Você conseguiu estabilidade financeira, alcançou seus objetivos profissionais e pessoais, mas ainda assim existe algo incompleto em você? A sua realização pode estar no intercâmbio, mesmo depois dos 40 anos!

Por mais que pareça loucura viver o desconhecido quando a vida já começa a pedir mais tranquilidade, a melhora da qualidade de vida daqueles que experimentam o exterior mesmo que por pouco tempo é visível. Quem garante é o gerente de vendas da SEDA Intercâmbios, Sidnei Santos, que há anos acompanha histórias de intercambistas. “Vejo mulheres, homens, casais e até pais e filhos que deixam tudo para trás para investirem um tempo no exterior e voltam cheios de energia. É como se tivessem recuperado a capacidade de sonhar novamente”, conta.

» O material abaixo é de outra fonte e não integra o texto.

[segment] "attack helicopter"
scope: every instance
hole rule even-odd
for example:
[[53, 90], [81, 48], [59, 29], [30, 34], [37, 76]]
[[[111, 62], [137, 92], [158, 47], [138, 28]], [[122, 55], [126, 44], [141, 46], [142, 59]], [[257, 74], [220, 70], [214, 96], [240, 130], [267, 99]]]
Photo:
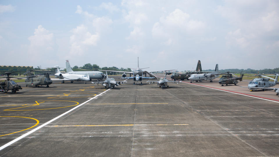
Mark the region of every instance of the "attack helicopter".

Se você considera passar um tempo fora do Brasil, mas as preocupações não deixam seu desejo virar realidade só porque você já passou dos 40 anos de idade, veja algumas dicas de quem é especialista no assunto:

1. Não tenha medo do novo idioma

Com o passar dos anos, as pessoas tendem a achar que terão mais dificuldade em aprender uma nova língua e não conseguirão se comunicar.  Claro que isso depende de cada um, mas não é uma regra. “As pessoas mais maduras têm foco em seus objetivos, diferente de muitos adolescentes e jovens. São as pessoas que mais participam das aulas, estudam e aproveitam mais o que o país tem a oferecer, afirma Sidnei.

2. Esteja aberto a conhecer pessoas

Amizade no intercâmbio é um ponto de preocupação em qualquer idade. Longe da família e dos amigos, o medo é da solidão. Porém, se você estiver aberto a conhecer outras pessoas, bons amigos não faltarão. Você nunca está sozinho em outro país, tem sempre gente de diversas nacionalidades também querendo ampliar a rede de amigos.

3. Esqueça sua rotina

O sucesso de um intercâmbio depende da sua adaptação ao que é diferente. Então, uma dica importante é deixar de lado os hábitos cotidianos. Os horários de suas refeições podem mudar. Você dificilmente conseguirá dormir ou acordar nas horas que costumava fazer isso no Brasil. “Sair da rotina pode ser um dos maiores desafios para quem já se acostumou a uma vida regrada. Vencendo isso, a pessoa descobre os benefícios de um estilo de vida mais flexível”, reforça o gerente de vendas.

4. Abra mão de alguns confortos

Trocar o carro pelo ônibus ou por caminhadas é o mais comum no intercâmbio. O conforto não se compara, mas os benefícios para o meio ambiente e para a saúde também não. Sem falar na chance de apreciar as paisagens dos lugares novos. O mesmo se aplica para o conforto de casa.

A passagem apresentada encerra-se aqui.